My feelings about presidential candidate John Kerry are drawn from my experiences and observations while serving in the U.S. Navy with him aboard the USS Gridley from June 1967 to June 1968. In June 1967, I was 18 years old and returning from my first West Pac deployment. That tour, along with the subsequent one with Kerry aboard, was spent on search-and-rescue duty, providing support to carriers and assistance to downed aviators and aircraft in distress. Young and green as grass, Ensign Kerry joined the Gridley soon after we arrived in the ship's home port of Long Beach, Calif., just as I was departing for leave in Indiana. Returning to the ship 10 days later, I observed that Kerry had already made a favorable impression on my enlisted crewmates in the ship's office. In the year I served with Kerry aboard the USS Gridley, both in port and under way, and in hostile waters off the coast of Vietnam (for which we received combat pay), I observed this officer, always with a favorable impression. My recollections of Kerry are those of a serious yet friendly individual who, unlike many officers, did not look down upon a lowly enlisted man such as myself. Kerry was unassuming and respectful of everyone. In my duties both as a yeoman in the ship's office, and tracking surface and air targets in the Combat Information Center, I had many occasions to observe interactions between Kerry and others. He was honest and straightforward, a genuine person, unabsorbed in himself. I found Kerry to be quite charismatic, and he participated in activities with enlisted men, while other officers seldom did. He assumed a quiet junior officer role in the company of his senior officers, but appeared to garner great respect when he did speak. Kerry did not wear his religion on his sleeve, but as I recall, while under way, he was the only officer aboard who participated in the poorly attended nondenominational church services.
In my mind, John Kerry's military service is unquestionably honorable and beyond reproach.
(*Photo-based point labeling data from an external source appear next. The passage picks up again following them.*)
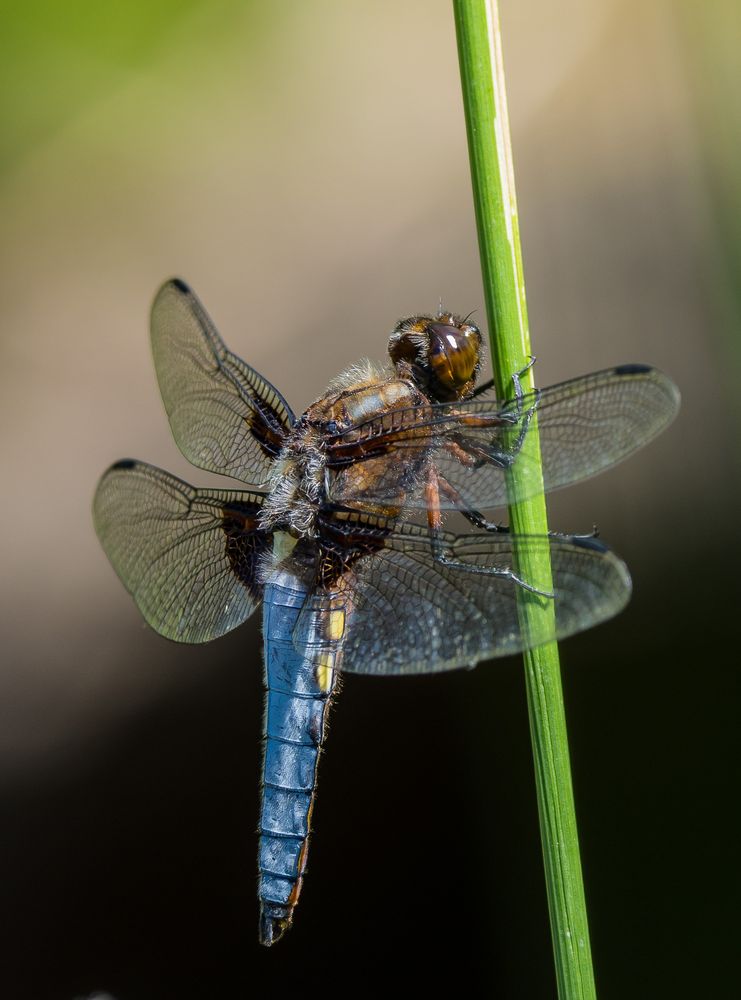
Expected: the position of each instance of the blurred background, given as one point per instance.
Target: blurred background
(304, 167)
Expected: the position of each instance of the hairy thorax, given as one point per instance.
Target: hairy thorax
(303, 483)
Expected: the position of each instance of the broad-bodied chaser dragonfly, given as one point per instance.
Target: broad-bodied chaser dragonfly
(345, 544)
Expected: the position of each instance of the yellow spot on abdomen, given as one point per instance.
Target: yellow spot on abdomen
(336, 624)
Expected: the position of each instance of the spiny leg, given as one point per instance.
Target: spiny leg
(440, 553)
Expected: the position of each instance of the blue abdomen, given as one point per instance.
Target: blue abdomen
(299, 684)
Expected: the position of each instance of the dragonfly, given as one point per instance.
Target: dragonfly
(344, 533)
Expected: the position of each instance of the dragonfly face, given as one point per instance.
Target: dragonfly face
(341, 535)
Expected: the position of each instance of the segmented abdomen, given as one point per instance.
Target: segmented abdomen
(299, 683)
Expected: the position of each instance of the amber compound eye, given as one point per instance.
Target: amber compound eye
(454, 358)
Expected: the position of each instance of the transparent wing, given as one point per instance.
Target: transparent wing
(586, 425)
(225, 417)
(407, 614)
(188, 557)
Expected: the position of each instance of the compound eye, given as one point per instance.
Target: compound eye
(454, 354)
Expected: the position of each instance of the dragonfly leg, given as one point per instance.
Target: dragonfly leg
(517, 376)
(440, 553)
(470, 513)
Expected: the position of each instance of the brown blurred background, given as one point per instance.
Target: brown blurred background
(303, 166)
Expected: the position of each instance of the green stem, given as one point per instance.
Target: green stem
(490, 152)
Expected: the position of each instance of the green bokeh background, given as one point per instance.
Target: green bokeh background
(303, 165)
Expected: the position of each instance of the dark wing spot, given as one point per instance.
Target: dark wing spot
(246, 544)
(588, 542)
(342, 543)
(632, 369)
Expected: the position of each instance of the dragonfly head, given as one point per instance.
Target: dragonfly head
(442, 354)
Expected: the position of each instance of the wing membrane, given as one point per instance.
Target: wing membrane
(225, 417)
(586, 425)
(188, 557)
(407, 614)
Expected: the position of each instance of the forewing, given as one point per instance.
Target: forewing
(225, 417)
(586, 425)
(188, 557)
(407, 614)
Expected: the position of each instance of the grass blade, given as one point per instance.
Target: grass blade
(484, 98)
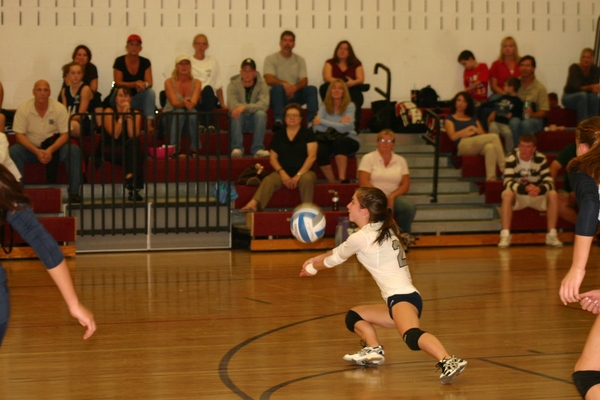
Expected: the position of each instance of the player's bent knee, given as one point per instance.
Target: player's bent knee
(584, 380)
(351, 319)
(411, 338)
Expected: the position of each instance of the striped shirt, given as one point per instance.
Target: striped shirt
(518, 173)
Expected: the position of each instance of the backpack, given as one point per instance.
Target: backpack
(428, 97)
(410, 117)
(383, 116)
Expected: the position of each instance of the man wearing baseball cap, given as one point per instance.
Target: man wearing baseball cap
(248, 101)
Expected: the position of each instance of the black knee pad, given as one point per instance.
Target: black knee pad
(411, 338)
(351, 319)
(584, 380)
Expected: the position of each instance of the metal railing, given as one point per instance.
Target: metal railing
(432, 136)
(173, 189)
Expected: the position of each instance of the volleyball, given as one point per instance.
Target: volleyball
(307, 223)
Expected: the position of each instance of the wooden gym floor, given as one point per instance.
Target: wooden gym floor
(241, 325)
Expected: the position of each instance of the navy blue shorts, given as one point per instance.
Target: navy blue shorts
(413, 298)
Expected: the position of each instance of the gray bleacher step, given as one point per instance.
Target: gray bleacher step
(451, 186)
(403, 149)
(451, 172)
(449, 226)
(465, 213)
(425, 161)
(448, 199)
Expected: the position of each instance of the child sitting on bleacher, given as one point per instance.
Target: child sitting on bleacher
(506, 107)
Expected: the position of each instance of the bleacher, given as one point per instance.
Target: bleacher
(269, 230)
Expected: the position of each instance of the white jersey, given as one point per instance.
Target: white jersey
(386, 262)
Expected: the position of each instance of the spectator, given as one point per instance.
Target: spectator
(582, 88)
(183, 93)
(77, 97)
(468, 135)
(206, 68)
(41, 128)
(535, 101)
(346, 66)
(475, 76)
(121, 144)
(506, 66)
(567, 205)
(248, 101)
(553, 101)
(5, 157)
(16, 210)
(583, 171)
(135, 72)
(2, 116)
(286, 73)
(293, 152)
(506, 107)
(528, 183)
(389, 172)
(82, 55)
(334, 126)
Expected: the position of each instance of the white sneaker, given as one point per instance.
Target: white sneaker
(367, 356)
(262, 153)
(504, 241)
(237, 153)
(552, 240)
(451, 367)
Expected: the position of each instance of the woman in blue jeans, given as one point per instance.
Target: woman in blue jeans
(388, 171)
(582, 88)
(15, 209)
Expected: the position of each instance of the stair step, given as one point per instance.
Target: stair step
(450, 186)
(437, 213)
(438, 227)
(448, 199)
(428, 173)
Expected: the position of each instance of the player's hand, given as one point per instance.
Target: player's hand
(569, 288)
(85, 318)
(590, 301)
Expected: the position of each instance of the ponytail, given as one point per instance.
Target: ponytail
(375, 201)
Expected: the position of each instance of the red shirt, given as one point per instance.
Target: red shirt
(501, 72)
(479, 73)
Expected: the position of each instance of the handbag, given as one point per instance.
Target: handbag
(252, 175)
(329, 135)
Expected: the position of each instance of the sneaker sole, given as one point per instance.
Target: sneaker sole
(449, 378)
(374, 361)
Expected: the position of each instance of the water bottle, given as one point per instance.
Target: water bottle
(526, 105)
(335, 200)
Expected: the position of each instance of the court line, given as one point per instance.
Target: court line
(224, 363)
(267, 393)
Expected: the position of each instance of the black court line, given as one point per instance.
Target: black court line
(224, 363)
(258, 301)
(526, 371)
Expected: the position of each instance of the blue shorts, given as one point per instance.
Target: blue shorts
(413, 298)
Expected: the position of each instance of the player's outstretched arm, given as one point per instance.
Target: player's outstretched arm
(62, 278)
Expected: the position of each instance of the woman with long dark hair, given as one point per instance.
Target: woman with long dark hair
(15, 209)
(468, 135)
(346, 66)
(378, 248)
(584, 175)
(293, 152)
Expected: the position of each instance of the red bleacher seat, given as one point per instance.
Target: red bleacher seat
(554, 141)
(562, 117)
(288, 199)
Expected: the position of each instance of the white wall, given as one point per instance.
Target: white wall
(419, 40)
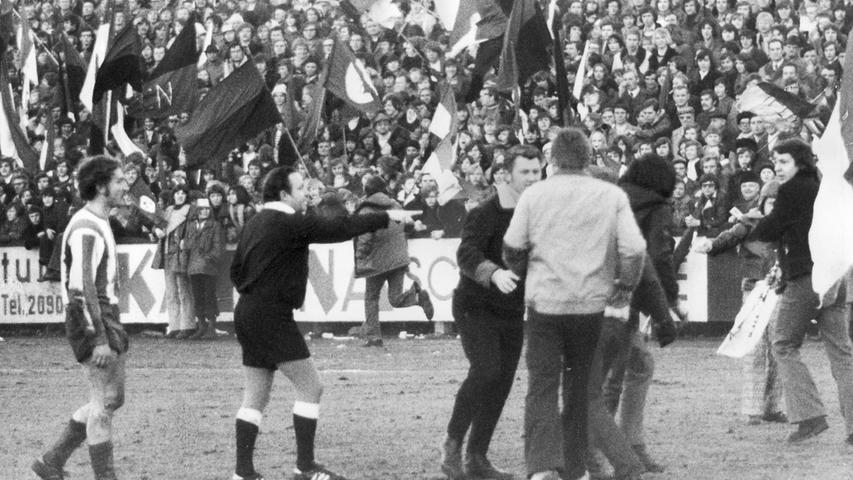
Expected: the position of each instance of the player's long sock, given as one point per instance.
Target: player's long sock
(247, 426)
(305, 417)
(102, 460)
(72, 436)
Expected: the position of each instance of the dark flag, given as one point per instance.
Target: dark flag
(348, 80)
(13, 140)
(6, 27)
(521, 59)
(122, 64)
(236, 109)
(171, 88)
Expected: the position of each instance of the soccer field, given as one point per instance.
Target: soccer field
(383, 415)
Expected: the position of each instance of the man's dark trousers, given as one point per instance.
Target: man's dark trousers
(492, 339)
(558, 346)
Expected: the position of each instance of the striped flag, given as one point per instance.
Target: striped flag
(831, 233)
(29, 67)
(13, 140)
(440, 163)
(767, 100)
(470, 22)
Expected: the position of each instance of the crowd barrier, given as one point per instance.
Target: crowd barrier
(710, 287)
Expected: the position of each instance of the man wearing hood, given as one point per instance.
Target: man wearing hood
(383, 256)
(488, 309)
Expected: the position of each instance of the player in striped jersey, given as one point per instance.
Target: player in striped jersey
(98, 340)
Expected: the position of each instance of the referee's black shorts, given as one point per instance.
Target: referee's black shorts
(268, 335)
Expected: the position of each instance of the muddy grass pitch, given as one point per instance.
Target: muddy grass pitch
(383, 415)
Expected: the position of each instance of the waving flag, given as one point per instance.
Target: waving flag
(470, 22)
(171, 87)
(235, 110)
(525, 45)
(440, 163)
(13, 140)
(831, 233)
(766, 99)
(348, 80)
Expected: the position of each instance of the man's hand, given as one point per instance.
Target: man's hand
(703, 246)
(403, 216)
(505, 280)
(102, 356)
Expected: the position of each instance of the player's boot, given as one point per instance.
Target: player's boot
(451, 459)
(254, 476)
(425, 302)
(478, 466)
(316, 472)
(47, 472)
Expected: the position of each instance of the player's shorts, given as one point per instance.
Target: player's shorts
(81, 335)
(268, 335)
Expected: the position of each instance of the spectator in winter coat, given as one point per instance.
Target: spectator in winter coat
(762, 387)
(13, 227)
(383, 257)
(205, 247)
(172, 260)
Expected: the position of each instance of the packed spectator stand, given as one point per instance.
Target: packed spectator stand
(664, 78)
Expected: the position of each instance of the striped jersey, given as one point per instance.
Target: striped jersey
(89, 252)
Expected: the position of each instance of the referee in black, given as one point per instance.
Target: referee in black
(270, 271)
(488, 308)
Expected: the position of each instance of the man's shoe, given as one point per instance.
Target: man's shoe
(649, 464)
(478, 466)
(47, 472)
(808, 429)
(775, 417)
(184, 334)
(254, 476)
(426, 304)
(317, 472)
(451, 459)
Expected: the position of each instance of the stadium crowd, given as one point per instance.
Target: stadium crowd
(663, 77)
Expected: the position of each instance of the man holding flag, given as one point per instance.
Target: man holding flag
(789, 225)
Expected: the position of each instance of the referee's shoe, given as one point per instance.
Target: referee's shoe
(317, 472)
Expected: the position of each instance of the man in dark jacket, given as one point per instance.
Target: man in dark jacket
(383, 256)
(789, 224)
(488, 308)
(270, 271)
(623, 347)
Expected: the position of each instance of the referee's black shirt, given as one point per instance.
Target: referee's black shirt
(271, 261)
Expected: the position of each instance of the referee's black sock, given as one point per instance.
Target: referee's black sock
(72, 437)
(305, 426)
(247, 426)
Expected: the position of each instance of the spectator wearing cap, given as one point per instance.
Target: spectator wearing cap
(652, 121)
(171, 258)
(772, 70)
(710, 212)
(383, 257)
(14, 225)
(205, 249)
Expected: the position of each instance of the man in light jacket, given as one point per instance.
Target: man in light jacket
(576, 239)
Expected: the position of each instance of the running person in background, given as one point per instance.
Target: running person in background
(488, 308)
(97, 338)
(270, 271)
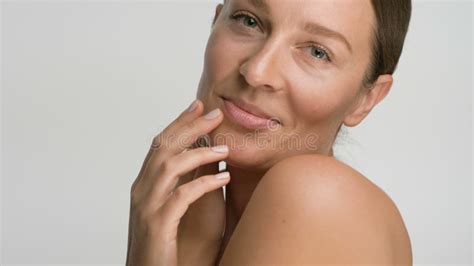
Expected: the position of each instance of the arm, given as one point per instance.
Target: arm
(311, 210)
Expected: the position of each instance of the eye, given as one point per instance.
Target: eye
(247, 20)
(319, 52)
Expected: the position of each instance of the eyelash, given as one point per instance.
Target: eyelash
(240, 14)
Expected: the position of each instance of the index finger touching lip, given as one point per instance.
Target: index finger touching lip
(193, 111)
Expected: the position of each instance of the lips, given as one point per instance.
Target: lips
(248, 115)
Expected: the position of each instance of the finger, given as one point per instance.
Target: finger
(174, 167)
(183, 138)
(192, 112)
(177, 204)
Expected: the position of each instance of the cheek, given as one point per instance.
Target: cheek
(322, 97)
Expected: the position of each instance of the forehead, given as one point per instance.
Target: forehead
(353, 19)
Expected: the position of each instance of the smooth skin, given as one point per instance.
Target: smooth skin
(283, 206)
(164, 189)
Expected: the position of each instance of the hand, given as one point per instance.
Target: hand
(157, 203)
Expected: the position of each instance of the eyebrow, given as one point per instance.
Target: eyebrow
(311, 28)
(315, 28)
(262, 4)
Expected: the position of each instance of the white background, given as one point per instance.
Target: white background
(87, 84)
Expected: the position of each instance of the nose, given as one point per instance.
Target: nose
(262, 69)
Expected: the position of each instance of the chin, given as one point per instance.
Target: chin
(243, 154)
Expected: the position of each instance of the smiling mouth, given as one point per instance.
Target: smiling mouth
(251, 119)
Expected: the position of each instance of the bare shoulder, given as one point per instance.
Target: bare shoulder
(311, 209)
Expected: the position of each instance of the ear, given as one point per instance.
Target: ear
(371, 97)
(216, 15)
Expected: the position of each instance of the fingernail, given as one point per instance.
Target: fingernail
(192, 106)
(212, 114)
(222, 175)
(220, 149)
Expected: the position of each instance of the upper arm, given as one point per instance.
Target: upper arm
(308, 210)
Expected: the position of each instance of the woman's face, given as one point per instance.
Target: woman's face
(299, 61)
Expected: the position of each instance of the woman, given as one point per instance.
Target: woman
(280, 78)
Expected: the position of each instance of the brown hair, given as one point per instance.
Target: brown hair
(391, 26)
(392, 18)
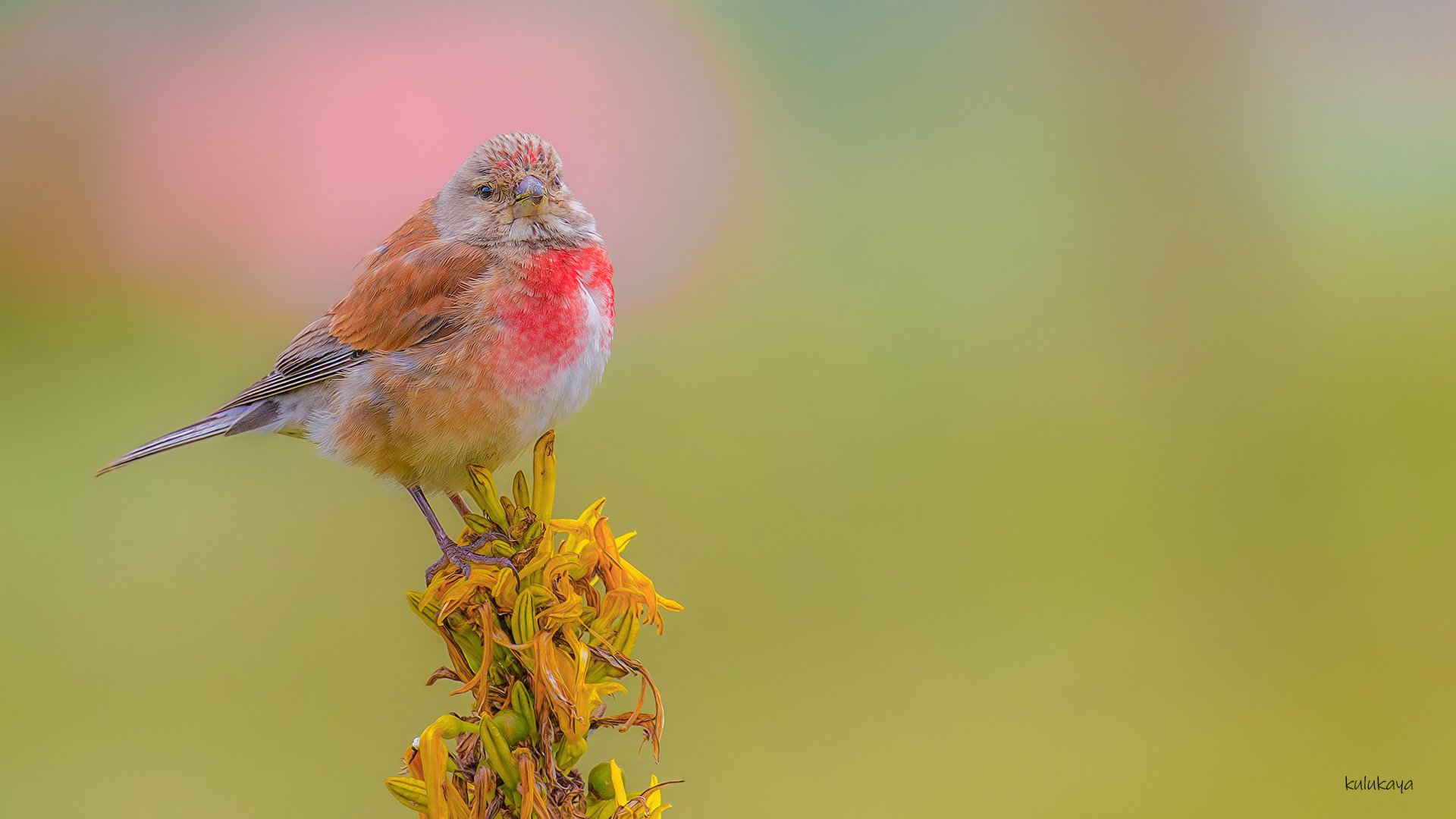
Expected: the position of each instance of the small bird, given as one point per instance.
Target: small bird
(479, 324)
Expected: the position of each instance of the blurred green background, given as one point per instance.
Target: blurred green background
(1060, 425)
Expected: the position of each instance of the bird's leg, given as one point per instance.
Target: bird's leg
(453, 553)
(460, 506)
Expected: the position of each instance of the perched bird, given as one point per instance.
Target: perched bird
(478, 325)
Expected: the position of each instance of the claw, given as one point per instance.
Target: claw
(462, 556)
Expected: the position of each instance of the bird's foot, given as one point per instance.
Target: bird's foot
(463, 556)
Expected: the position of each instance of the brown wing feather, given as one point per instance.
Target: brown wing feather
(312, 356)
(402, 299)
(408, 289)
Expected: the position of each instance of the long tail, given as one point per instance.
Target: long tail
(221, 423)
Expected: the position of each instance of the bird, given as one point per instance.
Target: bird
(484, 321)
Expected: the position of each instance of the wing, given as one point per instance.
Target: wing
(406, 295)
(403, 297)
(310, 357)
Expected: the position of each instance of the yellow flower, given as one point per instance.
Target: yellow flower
(541, 649)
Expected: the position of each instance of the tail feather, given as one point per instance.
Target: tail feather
(213, 426)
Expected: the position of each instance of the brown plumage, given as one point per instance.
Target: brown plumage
(481, 322)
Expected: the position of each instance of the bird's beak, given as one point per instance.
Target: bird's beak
(530, 199)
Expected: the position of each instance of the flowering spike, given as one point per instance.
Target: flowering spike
(520, 491)
(541, 651)
(482, 488)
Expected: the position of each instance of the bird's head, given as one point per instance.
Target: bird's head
(510, 190)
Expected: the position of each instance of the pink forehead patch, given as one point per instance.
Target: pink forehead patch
(277, 146)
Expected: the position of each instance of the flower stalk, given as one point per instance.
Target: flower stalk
(539, 651)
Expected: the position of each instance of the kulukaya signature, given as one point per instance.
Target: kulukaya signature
(1366, 783)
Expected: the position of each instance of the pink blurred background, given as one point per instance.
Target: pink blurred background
(261, 150)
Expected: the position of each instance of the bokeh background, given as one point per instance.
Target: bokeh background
(1041, 409)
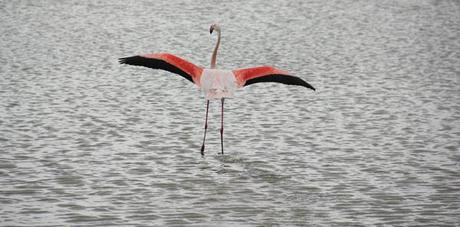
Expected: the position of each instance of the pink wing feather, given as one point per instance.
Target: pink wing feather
(168, 62)
(260, 74)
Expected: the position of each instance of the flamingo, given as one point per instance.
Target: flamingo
(215, 83)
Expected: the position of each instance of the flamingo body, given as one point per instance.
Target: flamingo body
(215, 83)
(218, 83)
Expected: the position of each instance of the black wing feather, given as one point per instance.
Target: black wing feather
(280, 78)
(155, 64)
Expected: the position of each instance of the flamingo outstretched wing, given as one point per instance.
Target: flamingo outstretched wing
(248, 76)
(168, 62)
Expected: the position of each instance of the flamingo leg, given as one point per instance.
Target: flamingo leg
(205, 127)
(222, 127)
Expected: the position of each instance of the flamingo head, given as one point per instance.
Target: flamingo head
(214, 27)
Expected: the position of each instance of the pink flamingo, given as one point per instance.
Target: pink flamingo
(216, 83)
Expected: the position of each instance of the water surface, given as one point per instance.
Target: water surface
(86, 141)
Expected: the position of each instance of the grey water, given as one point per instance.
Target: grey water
(85, 141)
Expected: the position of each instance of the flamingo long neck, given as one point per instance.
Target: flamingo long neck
(214, 53)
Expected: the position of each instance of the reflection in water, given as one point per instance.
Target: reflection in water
(87, 142)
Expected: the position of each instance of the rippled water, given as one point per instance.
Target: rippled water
(86, 141)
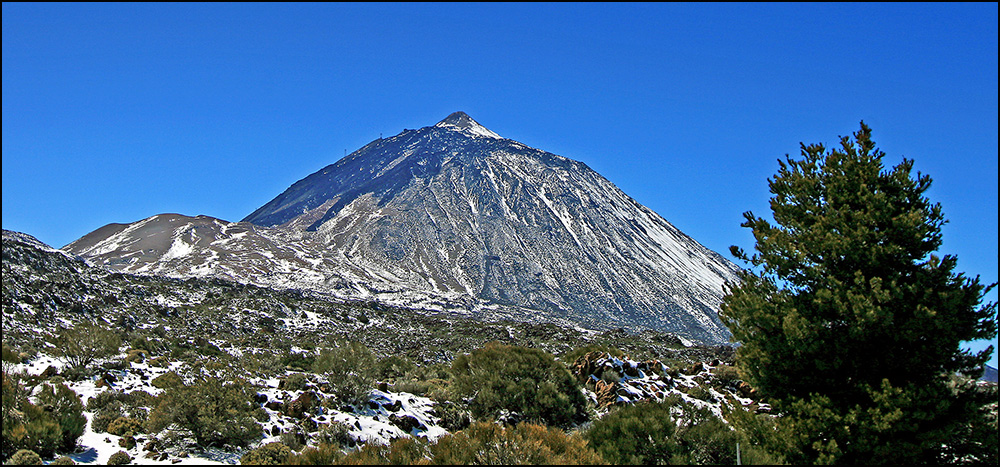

Many Vietnam veterans, myself included, have wrestled with our county's role in that war, the value of our individual service and the cost to our nation both in lives and treasure. My own impressions of that long-ago conflict continue to evolve, but I knew while in the service that our policies were not working. I chose to leave the United States and live in Australia after completing my military service. John Kerry came back home and enlisted in the fight to stop the war and the dying. At that time, he knew his involvement with a peace group was not the politically correct thing, but he did became involved anyway. Just as he could have stayed with the relatively safe white- water navy, John Kerry chose to volunteer to make a difference in the dangerous brown-water navy of the swift boats.
My observations of the man lead me to believe it was Kerry's sense of duty to his country and empathy for those he left behind in Vietnam that propelled him to join the Vietnam Veterans Against the War. I don't know if that was the right thing to do at the time, or even now. However, I do know that I have a sense of guilt for doing nothing after my discharge from the military, while American soldiers continued to die in a war that I knew was going nowhere. It lasted another excruciatingly painful six years.
In my mind, John Kerry had another kind of courage after his military discharge. He received no medals, only scorn, for attempting to do something about a war he knew to be wrong. Those who fought in that war have the right to judge him for that. After the war, I know I did nothing to stop it, and for that I am not proud.
These are difficult times that require a leader with unique courage and the ability to bring the country, and the world, together for our very survival. At this time in our nation's history, I believe John Kerry possesses the very character, courage, and skills to do just that.